Efficient homes are a thing and professors new home is one. However efficient homes come with a small issue that if you did not install it then the people who can only support the closed source system assume you know it when clearly they do not know all the details
This is a problem for british gas (now owned by shell) with hive which is a router to the phone and controls ‘things’. Hive is scottish and indian supported to make things worse and professor got nowhere with them fast when he tried figuring out the thing with there help.
Professor is not a moron but it seems that ‘intelligent’ homes can also come with new idiot owners rather than the people who installed it which is something british gas do not think will happen.
So as homes change ownership/ and rental whatever there is problem for home automation systems.
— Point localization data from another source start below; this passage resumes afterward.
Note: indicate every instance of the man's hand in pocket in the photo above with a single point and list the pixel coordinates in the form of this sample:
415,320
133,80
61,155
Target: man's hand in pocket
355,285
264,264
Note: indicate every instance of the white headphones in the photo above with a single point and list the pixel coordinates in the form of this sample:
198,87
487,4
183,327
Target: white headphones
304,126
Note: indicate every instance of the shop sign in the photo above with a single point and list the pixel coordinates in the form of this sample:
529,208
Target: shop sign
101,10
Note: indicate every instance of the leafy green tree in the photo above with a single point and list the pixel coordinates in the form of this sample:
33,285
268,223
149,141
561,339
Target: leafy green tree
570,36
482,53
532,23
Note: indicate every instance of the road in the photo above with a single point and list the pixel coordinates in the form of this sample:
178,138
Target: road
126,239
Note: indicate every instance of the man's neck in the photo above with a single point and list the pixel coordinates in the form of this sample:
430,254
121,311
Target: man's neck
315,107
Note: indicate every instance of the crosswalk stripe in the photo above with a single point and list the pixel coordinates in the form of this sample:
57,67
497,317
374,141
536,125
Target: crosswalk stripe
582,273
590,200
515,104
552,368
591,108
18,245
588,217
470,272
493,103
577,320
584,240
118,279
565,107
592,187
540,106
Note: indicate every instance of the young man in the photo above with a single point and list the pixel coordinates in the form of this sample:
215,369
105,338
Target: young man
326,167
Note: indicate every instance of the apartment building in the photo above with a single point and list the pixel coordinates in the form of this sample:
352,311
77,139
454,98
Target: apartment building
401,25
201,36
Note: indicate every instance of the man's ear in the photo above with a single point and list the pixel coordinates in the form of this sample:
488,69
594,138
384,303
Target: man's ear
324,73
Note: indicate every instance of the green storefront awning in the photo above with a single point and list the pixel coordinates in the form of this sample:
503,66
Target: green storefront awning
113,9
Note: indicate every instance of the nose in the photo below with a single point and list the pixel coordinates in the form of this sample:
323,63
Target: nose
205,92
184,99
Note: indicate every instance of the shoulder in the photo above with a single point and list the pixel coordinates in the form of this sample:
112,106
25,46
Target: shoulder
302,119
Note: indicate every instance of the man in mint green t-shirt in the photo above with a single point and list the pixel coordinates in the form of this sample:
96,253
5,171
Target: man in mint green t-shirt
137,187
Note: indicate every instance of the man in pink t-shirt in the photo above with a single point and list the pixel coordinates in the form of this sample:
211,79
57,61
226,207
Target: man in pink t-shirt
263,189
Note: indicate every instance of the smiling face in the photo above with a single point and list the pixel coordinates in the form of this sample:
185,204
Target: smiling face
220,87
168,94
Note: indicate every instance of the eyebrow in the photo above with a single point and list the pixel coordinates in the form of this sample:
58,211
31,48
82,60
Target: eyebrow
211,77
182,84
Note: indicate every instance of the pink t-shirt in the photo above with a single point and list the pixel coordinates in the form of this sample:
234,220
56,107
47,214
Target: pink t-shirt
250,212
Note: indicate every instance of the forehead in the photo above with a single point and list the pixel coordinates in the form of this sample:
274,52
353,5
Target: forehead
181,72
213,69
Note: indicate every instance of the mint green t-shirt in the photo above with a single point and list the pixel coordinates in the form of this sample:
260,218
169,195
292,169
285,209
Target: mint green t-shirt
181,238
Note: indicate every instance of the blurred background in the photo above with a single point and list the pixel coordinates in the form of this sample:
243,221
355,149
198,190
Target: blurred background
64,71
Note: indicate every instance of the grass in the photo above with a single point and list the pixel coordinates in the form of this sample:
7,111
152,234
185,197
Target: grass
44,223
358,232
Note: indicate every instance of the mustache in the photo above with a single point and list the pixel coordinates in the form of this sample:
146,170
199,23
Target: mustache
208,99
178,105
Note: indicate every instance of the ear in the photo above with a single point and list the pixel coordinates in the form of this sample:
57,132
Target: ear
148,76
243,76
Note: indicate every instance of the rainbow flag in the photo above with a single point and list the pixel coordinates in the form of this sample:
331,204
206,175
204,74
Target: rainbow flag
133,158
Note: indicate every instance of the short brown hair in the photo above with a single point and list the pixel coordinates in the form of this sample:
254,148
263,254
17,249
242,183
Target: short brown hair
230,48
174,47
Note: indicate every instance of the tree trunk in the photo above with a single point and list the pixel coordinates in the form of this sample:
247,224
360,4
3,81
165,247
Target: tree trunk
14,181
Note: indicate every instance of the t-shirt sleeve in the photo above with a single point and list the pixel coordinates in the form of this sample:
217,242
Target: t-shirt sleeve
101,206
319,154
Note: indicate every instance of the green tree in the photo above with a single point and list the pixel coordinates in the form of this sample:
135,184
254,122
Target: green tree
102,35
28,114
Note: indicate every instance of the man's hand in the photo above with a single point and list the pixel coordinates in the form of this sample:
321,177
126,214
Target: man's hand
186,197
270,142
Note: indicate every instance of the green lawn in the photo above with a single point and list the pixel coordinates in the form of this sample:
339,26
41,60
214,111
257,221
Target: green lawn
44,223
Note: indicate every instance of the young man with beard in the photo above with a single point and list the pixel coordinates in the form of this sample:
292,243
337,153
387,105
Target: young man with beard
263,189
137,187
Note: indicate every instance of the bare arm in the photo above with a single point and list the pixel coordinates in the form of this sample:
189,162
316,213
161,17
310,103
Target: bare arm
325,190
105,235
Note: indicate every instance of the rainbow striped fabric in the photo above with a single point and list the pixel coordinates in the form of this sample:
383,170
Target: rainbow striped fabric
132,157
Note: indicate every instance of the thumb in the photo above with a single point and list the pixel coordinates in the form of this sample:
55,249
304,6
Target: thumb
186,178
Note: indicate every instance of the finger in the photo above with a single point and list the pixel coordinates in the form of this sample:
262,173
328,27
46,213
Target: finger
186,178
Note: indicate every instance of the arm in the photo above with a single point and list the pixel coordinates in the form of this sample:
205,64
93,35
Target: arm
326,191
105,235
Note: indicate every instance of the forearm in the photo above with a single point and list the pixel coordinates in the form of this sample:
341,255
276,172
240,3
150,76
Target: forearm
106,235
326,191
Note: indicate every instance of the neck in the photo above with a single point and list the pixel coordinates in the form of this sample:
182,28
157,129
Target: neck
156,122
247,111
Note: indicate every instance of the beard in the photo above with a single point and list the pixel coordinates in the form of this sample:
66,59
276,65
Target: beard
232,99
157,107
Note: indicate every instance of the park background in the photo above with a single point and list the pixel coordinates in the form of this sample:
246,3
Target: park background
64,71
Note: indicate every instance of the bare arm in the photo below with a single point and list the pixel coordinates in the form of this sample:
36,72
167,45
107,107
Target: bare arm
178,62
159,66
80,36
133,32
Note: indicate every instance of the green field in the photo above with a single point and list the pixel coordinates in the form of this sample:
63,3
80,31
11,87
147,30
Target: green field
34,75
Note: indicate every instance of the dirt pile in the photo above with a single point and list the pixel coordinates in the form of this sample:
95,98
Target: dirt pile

If you where a landlord hive is apparently useless since there seems to be one login / password for the thing, should the renters not have broadband then hive is 50% disabled in features. So extra admin and a dubious benefit to both persons.
Hives Intelligence is up for debate. Somehow i think that there is a bigger problem here and one that this proprietary system* will have problems retaining new occupants as customers. If your new to hive then the instructions dont tell you what is on the display, and if your missing something hive needs but it is something hive staff wont tell you need, or refuse to sell it which happened to professor.
Months later Professor had a sixth attempt at getting the non working hive thing to work. Somehow they where more clued in than the other five attempts and obtained the missing things.
It was claimed to be user installable. Assured by the salesman that this is the missing thing a package arrives prof is sightly amazed that this is called user installable, rawplugs (not supplied) are needed, a screwdriver too, and maybe some paint. All of which professor has. It was an interesting observation on the average toolkit here in the UK.
The electronic part was less successful than the mounting requiring phone support and hard resets for the existing infrastructure to work. However better instructions would have helped but where copiously missing.
Hive is odd (hosted at amazon ec2), and quite why data goes overseas and at the mercy of amazon is another dubious design feature and offers some basic choices and there be some strange missing features like you cannot buy a carbon monoxide detector that works with hive, lighting and electrical has some control but need the right bulbs (my blog) the bonus stuff seems to be for extraordinary use cases.
Hive at present (the version 2) seems ready for stuff not yet thought about so it is neither burglar alarm ‘smart’ which based on the complexity would be beyond british gas abilities especially when non installers are part of the deal.
Basic hive works provided you have all the things although its very much designed for the app and lets hope you have a better experience than professor did, but to call hive a automation platform is perhaps a management goal at british gas rather than a true platform for switching and sensing stuff in fact it is still an idiot seeking a brain.